Guinea's Ebola battle: containing a killer virus

Guinea's Ebola battle: containing a killer virus

The Ebola haemorrhagic fever plaguing Guinea is caused by one of the deadliest viruses known to mankind, killing up to 90 per cent of people it infects.

The tropical virus can fell its victims within days, causing severe fever and muscle pain, weakness, vomiting and diarrhoea. In the worst cases it shuts down organs and causes unstoppable bleeding.

Of some 1,850 people diagnosed with Ebola haemorrhagic fever since the virus was first identified in the Democratic Republic of Congo (then Zaire) 38 years ago, 1,200 have died, according to the World Health Organisation (WHO).

Out of 86 known cases in Guinea, there have been more than 60 deaths in the southern forest region of the west African nation,which borders Ivory Coast, Liberia and Sierra Leone.

Experts say the virus, despite being extremely virulent, is containable because it kills its victims faster than it can spread to new ones.

The incubation period between exposure and initial symptoms varies from two to 21 days.

There are five species of the virus, of which three are particularly dangerous with fatality rates from 25 to 90 per cent, says the UN's health agency.

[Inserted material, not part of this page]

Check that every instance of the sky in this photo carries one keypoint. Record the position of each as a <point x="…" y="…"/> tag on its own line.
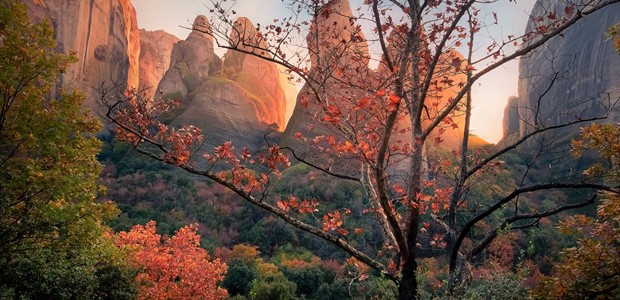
<point x="490" y="94"/>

Ebola has a natural bolthole, or "reservoir", in several species of African fruit bat. Gorillas, chimps, monkeys, forest antelope and porcupines are also susceptible to the disease.

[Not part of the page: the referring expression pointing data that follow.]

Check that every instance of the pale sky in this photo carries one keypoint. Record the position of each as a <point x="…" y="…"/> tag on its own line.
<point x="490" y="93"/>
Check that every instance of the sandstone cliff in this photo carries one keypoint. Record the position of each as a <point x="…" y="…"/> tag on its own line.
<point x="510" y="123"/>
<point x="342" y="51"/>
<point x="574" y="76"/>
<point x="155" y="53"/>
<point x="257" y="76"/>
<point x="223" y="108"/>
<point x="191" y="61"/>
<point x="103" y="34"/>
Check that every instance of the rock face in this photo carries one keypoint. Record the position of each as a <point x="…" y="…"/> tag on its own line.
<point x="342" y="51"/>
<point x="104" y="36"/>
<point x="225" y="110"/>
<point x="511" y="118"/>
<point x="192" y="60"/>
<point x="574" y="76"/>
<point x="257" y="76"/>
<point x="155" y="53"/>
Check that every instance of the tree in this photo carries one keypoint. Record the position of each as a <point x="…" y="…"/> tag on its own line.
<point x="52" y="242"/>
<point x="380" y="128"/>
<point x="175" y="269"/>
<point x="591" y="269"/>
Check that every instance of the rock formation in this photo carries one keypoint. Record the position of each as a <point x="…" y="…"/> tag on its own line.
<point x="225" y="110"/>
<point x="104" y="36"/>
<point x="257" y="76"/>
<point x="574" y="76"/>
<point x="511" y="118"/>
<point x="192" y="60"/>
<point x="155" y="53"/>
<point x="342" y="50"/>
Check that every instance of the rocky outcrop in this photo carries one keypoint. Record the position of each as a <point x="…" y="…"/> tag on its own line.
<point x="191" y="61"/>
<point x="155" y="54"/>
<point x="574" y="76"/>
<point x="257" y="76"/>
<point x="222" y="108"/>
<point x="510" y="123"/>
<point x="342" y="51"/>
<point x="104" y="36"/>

People can contract the virus by handling dead or sick animals or coming into contact with the highly infectious body fluids of diseased humans.

Even testing blood specimens for Ebola presents "an extreme biohazard risk", according to the WHO, and is only done under strict containment conditions.

In November 2012, a Canadian study raised fears that Ebola could be transmitted through airborne droplets. Six infected piglets passed the virus on to four macaque monkeys housed in wire cages inside their pen.

Pentagon offensive

No treatment or vaccine exists for Ebola, but last August Pentagon-backed researchers in the United States reported progress.

A prototype treatment called MB-003, a "cocktail" of antibodies, protected 100 per cent of monkeys who received it within an hour of exposure to Ebola, they said.

Animals that received MB-003 within 104 to 120 hours had a 43 per cent recovery rate.

Guinean health authorities and aid agencies including the WHO, UN Children's Fund (UNICEF) and Doctors Without Borders (MSF) have taken or are taking the following measures:

- free treatment for all patients in isolation centres.

- door-to-door and media campaigns raising awareness of hygiene measures.

- special treatment of infected corpses.

- identification of people who have had direct contact with the infected, especially those with fever, diarrhoea, vomiting, fatigue or pronounced bleeding.

- disinfection of the homes of the sick and the dead.

- delivering personal protective equipment and hygiene kits to affected areas.

- strengthening epidemiological surveillance.

The WHO and MSF are reinforcing teams of epidemiologists, logisticians, data managers, communication specialists, anthropologists and disease control specialists in Guinea, where airports and borders remain open.